The RUDE supports NOAA’s east-coast nautical charting mission, conducting hydrographic surveys primarily with sidescan sonar using a Klein towfish and single-beam bathymetry with an Odom Echotrac DF-3200 dual-frequency echosounder. The ship is also outfitted to acquire shallow-water multibeam bathymetry with a Reson 8125 system. The Reson multibeam system, which operates at 455 KHz with a 120 degree across-track swath and 240 beams along its swath, is used largely for development applications. These applications involve identifying targets and determining whether they pose a hazard to navigation.

Figure 3. Image shows a port-side view of the NOAA Ship RUDE which performed surveys H11043, H11044, and H11045 in Long Island Sound. Click on figure for larger image.

The multibeam data for these surveys were acquired in XTF (extended Triton data format), recorded digitally through an ISIS data acquisition system, and processed using CARIS HIPS (Hydrographic Image Processing System) software for quality control and to incorporate sound velocity and tidal corrections. Sound velocity corrections were derived using frequent CTD (conductivity-temperature-depth) profiles. Tidal zone corrections were calculated from data acquired at primary and secondary tide-gauge stations using acoustic stilling-well gauges. Vertical datum is mean lower low water.

The original multibeam data sets, which are in ASCII comma-delimited text, do not entirely cover the sea floor because line spacing during acquisition was such that areas of no data often are present between the ship’s tracks.
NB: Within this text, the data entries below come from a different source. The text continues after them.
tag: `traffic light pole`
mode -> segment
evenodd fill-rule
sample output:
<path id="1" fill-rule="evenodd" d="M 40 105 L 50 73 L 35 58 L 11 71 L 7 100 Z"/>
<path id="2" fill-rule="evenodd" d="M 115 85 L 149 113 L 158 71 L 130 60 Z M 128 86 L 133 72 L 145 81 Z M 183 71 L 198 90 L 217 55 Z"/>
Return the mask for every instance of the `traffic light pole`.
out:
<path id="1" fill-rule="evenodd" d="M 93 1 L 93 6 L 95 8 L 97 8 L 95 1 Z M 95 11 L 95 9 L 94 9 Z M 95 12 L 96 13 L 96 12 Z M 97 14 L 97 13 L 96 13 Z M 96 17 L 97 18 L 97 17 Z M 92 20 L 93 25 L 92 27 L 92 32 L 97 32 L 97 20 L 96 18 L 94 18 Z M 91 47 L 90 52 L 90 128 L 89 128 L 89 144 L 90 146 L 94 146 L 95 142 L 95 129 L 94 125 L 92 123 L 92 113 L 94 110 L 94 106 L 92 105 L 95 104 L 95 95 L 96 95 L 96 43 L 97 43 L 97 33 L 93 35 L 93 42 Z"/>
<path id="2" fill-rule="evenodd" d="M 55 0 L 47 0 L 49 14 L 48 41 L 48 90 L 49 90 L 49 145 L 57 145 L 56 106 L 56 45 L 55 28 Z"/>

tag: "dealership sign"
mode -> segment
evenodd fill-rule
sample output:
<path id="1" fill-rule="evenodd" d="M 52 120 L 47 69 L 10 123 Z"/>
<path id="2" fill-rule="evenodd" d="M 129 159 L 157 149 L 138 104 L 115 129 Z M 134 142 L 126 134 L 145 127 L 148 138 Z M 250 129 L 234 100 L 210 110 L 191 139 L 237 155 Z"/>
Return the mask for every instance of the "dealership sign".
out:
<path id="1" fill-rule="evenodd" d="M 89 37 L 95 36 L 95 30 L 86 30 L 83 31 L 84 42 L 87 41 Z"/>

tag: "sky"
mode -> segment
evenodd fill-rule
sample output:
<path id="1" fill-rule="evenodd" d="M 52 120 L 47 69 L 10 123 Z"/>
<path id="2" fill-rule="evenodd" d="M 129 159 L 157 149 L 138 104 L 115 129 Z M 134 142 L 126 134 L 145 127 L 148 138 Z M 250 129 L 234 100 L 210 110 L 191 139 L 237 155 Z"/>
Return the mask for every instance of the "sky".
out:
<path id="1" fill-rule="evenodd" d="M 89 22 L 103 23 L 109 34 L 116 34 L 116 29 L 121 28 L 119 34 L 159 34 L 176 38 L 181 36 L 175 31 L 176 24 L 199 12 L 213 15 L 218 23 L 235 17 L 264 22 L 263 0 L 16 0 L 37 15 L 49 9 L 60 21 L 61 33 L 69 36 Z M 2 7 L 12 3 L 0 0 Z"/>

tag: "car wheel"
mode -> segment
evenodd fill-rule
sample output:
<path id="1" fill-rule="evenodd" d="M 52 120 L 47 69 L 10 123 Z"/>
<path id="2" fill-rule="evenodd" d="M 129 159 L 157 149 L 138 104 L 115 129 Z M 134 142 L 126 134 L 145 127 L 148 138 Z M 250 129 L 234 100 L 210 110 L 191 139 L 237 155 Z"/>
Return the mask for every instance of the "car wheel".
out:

Gridding and interpolation were conducted at the USGS’s Woods Hole Science Center to provide bathymetric data sets with more continuous coverage. First, all non-standardized records were assumed to be bad records and were removed. Subsequently, the PROJ.4 cartographic projections library was used to project the data, SwathEd software, produced by the Ocean Mapping Group at the University of New Brunswick, was used to create grids from the actual sounding data, and GMT (Generic Mapping Tools) was used to create interpolated grids of the bathymetry for each survey. Interpolation was achieved during GMT processing by running the data through a block median filter and using a surface generating algorithm with a tension of 0.5. The original reconnaissance grids for surveys H11043, H11044, and H11045 had resolutions of 1 m, 1.5 m, and 5 m, respectively. After interpolation, the data from survey H11043 was gridded to 3 m; surveys H11044 and H11045 were both gridded to 5 m. All interpolated data sets and imagery were cropped to remove edge effects from the processing and to remove areas where insufficient data were present to support the new grid resolution. A hill-shaded surface was generated from the interpolated grids using ArcGIS 9 (Arc catalog) with illumination from 270° (a direction parallel to most of the ship’s tracks to minimize artifacts) at 45° above the horizon. The geotiff imagery was created using the ArcView Image Conversion Georeferencing extension grid2image and a 10x vertical exaggeration was applied. The bathymetric grids and imagery released in this report should not be used for navigation.

The browse graphics in this report are relatively small (<750 pixels wide) and of necessarily low resolution (about 72 dpi). Geotif imagery or grid files at higher resolution may be downloaded from the Data Catalog section of the report and imported into a GIS application. Geotif files may also be viewed directly using a graphics application such as Corel Draw or Adobe Photoshop.